Chammünster  -  Maria Himmelfahrt                Luftbild Laumer  

Chammünster 2011

Chammünster ist die Urpfarrei des oberen Bayerischen Waldes mit Ausstrahlung bis weit in den Oberpfälzer Wald. 739 stiftete der bayerische Herzog Odilo dem Kloster St. Emmeram in Regensburg umfangreiche Ländereien. Daraufhin gründeten Mönche die  "cella ad chambe". Von hier erfolgte im Wesentlichen die Missionierung des Landes hin zu Böhmen.

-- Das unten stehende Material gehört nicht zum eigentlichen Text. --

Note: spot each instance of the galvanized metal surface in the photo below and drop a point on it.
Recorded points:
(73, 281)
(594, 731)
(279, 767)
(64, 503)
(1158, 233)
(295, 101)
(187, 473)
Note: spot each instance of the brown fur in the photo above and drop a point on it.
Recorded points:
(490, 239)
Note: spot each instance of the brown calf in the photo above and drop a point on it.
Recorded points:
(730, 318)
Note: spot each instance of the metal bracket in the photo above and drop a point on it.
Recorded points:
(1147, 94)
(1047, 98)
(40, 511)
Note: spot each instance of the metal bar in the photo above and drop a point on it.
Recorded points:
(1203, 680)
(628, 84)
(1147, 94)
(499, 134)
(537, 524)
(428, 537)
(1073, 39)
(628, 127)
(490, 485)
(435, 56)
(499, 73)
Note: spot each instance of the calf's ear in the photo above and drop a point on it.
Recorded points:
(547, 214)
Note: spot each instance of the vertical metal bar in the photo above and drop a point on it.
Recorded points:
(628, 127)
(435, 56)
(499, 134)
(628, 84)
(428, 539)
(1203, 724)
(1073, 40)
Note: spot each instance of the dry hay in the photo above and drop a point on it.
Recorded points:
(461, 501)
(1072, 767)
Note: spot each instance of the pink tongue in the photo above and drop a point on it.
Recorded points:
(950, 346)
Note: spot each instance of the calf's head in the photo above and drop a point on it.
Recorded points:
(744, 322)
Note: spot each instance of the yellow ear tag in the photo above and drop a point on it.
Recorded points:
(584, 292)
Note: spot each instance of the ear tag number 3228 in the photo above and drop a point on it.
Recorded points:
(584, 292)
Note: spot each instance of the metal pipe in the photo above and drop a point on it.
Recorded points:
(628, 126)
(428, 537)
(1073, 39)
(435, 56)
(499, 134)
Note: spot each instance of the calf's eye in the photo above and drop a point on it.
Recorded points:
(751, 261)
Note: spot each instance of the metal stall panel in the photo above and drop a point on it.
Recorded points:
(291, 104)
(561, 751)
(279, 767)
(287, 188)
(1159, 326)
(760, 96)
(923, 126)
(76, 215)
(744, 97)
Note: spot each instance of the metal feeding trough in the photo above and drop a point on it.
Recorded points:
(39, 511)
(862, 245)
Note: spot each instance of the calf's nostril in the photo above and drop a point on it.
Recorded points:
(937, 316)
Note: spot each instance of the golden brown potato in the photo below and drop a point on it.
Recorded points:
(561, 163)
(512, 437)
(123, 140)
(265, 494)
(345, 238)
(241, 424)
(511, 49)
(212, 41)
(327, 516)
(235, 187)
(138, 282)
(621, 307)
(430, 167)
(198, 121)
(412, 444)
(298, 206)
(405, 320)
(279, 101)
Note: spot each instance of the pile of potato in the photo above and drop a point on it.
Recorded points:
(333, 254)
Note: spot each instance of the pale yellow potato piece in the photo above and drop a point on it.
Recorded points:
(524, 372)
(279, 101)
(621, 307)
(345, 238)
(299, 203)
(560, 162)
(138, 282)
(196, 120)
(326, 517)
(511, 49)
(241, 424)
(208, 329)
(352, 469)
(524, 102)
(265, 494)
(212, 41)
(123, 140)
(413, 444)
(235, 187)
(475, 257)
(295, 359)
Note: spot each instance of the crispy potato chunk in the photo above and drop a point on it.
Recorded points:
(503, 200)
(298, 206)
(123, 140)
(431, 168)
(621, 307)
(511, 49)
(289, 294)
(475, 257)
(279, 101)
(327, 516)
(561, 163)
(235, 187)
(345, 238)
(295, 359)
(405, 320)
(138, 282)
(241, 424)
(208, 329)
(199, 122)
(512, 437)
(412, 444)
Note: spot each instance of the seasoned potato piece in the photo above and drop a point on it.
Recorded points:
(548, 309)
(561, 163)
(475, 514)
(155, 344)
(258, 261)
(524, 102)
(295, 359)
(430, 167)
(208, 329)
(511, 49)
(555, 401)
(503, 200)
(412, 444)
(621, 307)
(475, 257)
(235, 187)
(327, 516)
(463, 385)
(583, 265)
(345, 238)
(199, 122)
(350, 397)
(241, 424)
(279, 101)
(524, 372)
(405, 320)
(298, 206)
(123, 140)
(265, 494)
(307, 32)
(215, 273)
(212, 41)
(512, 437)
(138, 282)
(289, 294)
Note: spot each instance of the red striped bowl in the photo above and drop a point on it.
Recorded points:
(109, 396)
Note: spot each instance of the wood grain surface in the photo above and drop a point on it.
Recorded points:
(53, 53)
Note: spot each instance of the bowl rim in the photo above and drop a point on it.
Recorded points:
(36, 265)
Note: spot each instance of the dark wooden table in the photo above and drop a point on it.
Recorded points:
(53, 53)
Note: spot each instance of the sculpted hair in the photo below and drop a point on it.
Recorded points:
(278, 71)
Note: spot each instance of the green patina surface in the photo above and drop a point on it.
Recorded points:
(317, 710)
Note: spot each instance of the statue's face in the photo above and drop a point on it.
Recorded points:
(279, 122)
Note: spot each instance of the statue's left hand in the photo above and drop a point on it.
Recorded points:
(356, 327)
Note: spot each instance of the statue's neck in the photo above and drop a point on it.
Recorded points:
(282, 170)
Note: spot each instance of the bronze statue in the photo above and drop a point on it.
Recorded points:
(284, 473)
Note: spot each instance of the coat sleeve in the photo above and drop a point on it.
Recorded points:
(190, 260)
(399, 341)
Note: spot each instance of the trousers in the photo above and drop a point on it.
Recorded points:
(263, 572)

Doch im 10 Jahrhundert  war für einige Jahre Schluss. Der Ungarsturm aus dem Osten führte zur Auflösung, bis 955 mit der Schlacht auf dem Lechfeld dem "Schrecken des Abendlandes" Einhalt geboten werden konnte. 

Neben der Basilika Maria Himmelfahrt steht die Annakapelle, einst exklusive Begräbnisstätte der Ritter
 von Chamerau. Heute befindet sich dort ein kleines Museum.

Die dreischiffige Pseudobasilika (der Obergaden hat keine Fenster, s. dazu auch St. Johannis in Ansbach) geht auf einen Bau im 15. Jahrhundert zurück. Die Vorgängerkirche war in den Husitenkriegen weitgehend zerstört worden. Architektonisch nicht zur Spätgotik passt der barocke Hochaltar.

Chammünster war im Mittelalter eine bei Adel und Bürgerschaft beliebte Begräbnisstätte.

Heutige Besucher werfen gern einen erschaudernden Blick in den Karner

Dort werden neben zahllosen Knochen die Schädel von - angeblich - 5000 Toten aus dem Mittelalter aufbewahrt.

Chammünser 2013

Chammünster liegt fünf Kilometer südöstlich von Cham an der B20/85


Hl. Walburga - Wallfahrtskirche auf dem Lamberg

Lamberg 2011

Blick über den Lamberg, ca. 6 km südöstlich von Cham, in die Further Senke und auf die südlichen Ausläufer des Oberpfälzer Waldes.
Markant erhebt sich der gut 600 m hohe Lamberg aus dem Chamer Becken. Einst stand dort - natürlich - eine Burg, von der noch Wallanlagen im Wald unterhalb der Kirche zu entdecken sind. 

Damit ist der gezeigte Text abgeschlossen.